The California Supreme Court has ruled that a statute authorizing limited discovery of a defendant’s insurance coverage does not include authorization to look into reinsurance agreements as part of facilitating a pretrial settlement.
In Catholic Mutual Relief Society et al. v. The Superior Court of Los Angeles County, 140 people alleged they had suffered childhood abuse by certain priests in the Roman Catholic Archdiocese of San Diego. In September 2003, as part of an order regarding settlement and mediation proceedings, the trial court issued an initial case management order that, among other things, directed the church to turn over copies of all of its insurance policies that might provide coverage for the plaintiffs’ claims. The church turned over copies of its liability insurance policies, but the plaintiffs contended that the information was insufficient. They said they also needed to know whether the church was financially sound enough to cover their policy obligations.
The plaintiffs served a series of “interrogatories” aimed at obtaining the desired information, according to court documents. But the petitioners objected, noting that “information concerning their financial condition, reserves and reinsurance agreements were not relevant for discovery purposes” and that the material was “privileged.”
The court allowed the plaintiffs to serve deposition subpoenas on the petitioners to secure the information.
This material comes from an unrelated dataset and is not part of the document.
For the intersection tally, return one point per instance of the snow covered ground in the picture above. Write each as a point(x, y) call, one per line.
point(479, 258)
And the church moved to quash the subpoenas on the grounds that the documents requested “were not reasonably calculated to lead to discovery of admissible evidence and were therefore beyond the permissible scope of discovery.”
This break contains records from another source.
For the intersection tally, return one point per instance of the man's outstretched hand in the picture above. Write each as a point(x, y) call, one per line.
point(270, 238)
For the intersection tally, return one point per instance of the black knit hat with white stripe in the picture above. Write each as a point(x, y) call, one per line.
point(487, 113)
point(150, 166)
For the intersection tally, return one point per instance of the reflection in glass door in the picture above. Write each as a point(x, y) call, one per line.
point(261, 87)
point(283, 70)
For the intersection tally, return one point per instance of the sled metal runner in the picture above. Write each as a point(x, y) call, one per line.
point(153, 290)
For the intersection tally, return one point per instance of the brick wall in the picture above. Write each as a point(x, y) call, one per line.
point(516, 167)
The state high court agreed with the Court of Appeals and the church that the law authorizing discovery does not apply to reinsurance agreements, it is intended only to reach a defendant’s direct insurance agreements.
“As a general matter, information is discoverable if it is relevant to the subject matter of an action and, additionally, is either admissible in evidence or reasonably calculated to lead to the discovery of admissible evidence. In contrast to liability insurance, [a] contract of reinsurance is one by which an insurer procures a third person to insure him against loss or liability by reason of such original insurance. Reinsurance is presumed to be a contract of indemnity against liability, and not merely against damage. Because a contract of reinsurance is defined by statute as a contract of indemnity made for the benefit of the liability insurer, as a general matter it has no relevance in an underlying tort action brought against an insured under the policy of liability insurance,” the court wrote.
The Supreme Court remanded the case for proceedings that are consistent with its views.